Many men achieve strong erection by injecting drug into the penis causing it to become engorged with blood. Drugs such as Papaverine Hydrochloride, Phentolamine and Alprostadil (marketed as Caverject) widen the blood vessels. However, these drugs may create unwanted side effects including persistent erection (known as priapism) and scarring. Nitroglycerin, a muscle relaxant, can sometimes enhance erection when rubbed on the penis.
A system for inserting a pellet of Alprostadil into the urethra is marketed as 'Muse'. This system uses a prefilled applicator to deliver the pellet about an inch deep into the urethra. An erection begins within 8-10 minutes and may last till 30 - 60 minutes. The most common side effects are aching in the penis, testicles, and area between penis and rectum; warmth or burning sensation in urethra; redness due to increased blood flow to the penis; and minor urethral bleeding or spotting.

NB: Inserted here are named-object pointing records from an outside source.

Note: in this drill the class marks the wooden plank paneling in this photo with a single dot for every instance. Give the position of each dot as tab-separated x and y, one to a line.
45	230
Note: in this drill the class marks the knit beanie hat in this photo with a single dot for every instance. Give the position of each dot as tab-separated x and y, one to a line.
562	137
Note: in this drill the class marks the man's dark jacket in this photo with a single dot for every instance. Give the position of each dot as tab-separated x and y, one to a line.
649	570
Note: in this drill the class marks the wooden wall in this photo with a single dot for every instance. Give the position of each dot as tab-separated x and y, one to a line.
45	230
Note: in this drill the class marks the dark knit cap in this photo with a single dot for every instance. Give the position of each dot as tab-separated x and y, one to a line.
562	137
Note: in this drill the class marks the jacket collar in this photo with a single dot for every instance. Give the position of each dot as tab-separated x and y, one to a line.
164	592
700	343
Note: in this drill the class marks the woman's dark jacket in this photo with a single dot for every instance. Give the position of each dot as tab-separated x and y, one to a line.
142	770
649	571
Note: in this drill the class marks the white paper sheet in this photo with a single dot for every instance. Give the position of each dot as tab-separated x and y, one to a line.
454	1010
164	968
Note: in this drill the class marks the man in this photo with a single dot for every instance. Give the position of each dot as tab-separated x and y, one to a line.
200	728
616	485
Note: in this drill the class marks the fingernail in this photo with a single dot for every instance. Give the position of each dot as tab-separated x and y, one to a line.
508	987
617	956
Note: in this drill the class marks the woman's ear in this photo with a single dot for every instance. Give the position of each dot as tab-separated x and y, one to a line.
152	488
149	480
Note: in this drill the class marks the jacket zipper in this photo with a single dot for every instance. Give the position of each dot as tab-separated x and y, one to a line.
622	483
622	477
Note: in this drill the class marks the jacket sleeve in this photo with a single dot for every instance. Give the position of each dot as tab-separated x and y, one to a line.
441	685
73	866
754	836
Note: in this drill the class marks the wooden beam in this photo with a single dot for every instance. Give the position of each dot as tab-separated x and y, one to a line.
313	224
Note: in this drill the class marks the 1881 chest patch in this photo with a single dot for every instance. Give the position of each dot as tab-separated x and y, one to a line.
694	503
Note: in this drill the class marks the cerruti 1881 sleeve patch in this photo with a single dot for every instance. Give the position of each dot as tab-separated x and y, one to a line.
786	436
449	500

Research on drugs for treating ED is expanding rapidly. Patients should ask their doctor about the latest advances.
Vaccum Devices
Mechanical vaccum devices cause erection by creating a partial vacuum, which draws blood into the penis, engorging and expanding it. These devices have 3 components: plastic cylinder to place the penis, pump to draw air out of the cylinder, and an elastic band placed around the base of the penis to maintain the erection after the cylinder is removed and during intercourse by preventing blood from flowing back into the body.
Surgery
Surgery usually has 1 out of 3 goals:
- to implant a device that can make penis to become erect
- to reconstruct arteries to increase blood flow to the penis
- to block off veins that allow blood to leak from the penile tissues
Implanted devices (known as prostheses) can restore erection in many men with ED. Possible problems with implants include mechanical breakdown and infection, although mechanical problems have diminished in recent years because of technological advances. Malleable implants usually consist of paired rods, which are inserted surgically into the corpora cavernosa. The user adjusts the position of the penis manually and therefore, the rods. Adjustment does not affect the width or length of the penis.
Inflatable implants consist of paired cylinders, which are surgically inserted inside the penis and can be expanded using pressurized fluid. Tubes connect the cylinders to a fluid reservoir and a pump, which are also surgically implanted. The patient inflates the cylinders by pressing on the small pump, located under the skin in the scrotum. Inflatable implants can expand the length and width of the penis to some extent. They also leave the penis in a more natural state when not inflated.
Surgery to repair arteries can reduce ED caused by obstruction that blocks the blood flow. The best candidates for such surgery are young men with discrete blockage of an artery because of an injury to the crotch or fracture of the pelvis. The procedure is almost never successful in older men with widespread blockage.
Surgery of veins that allow blood to leave the penis usually involves an opposite procedure, intentional blockage. Blocking off the veins (ligation) can reduce the leakage of blood that diminishes the rigidity of the penis during erection. However, experts have raised questions about the long-term effectiveness of this procedure, and it is rarely done.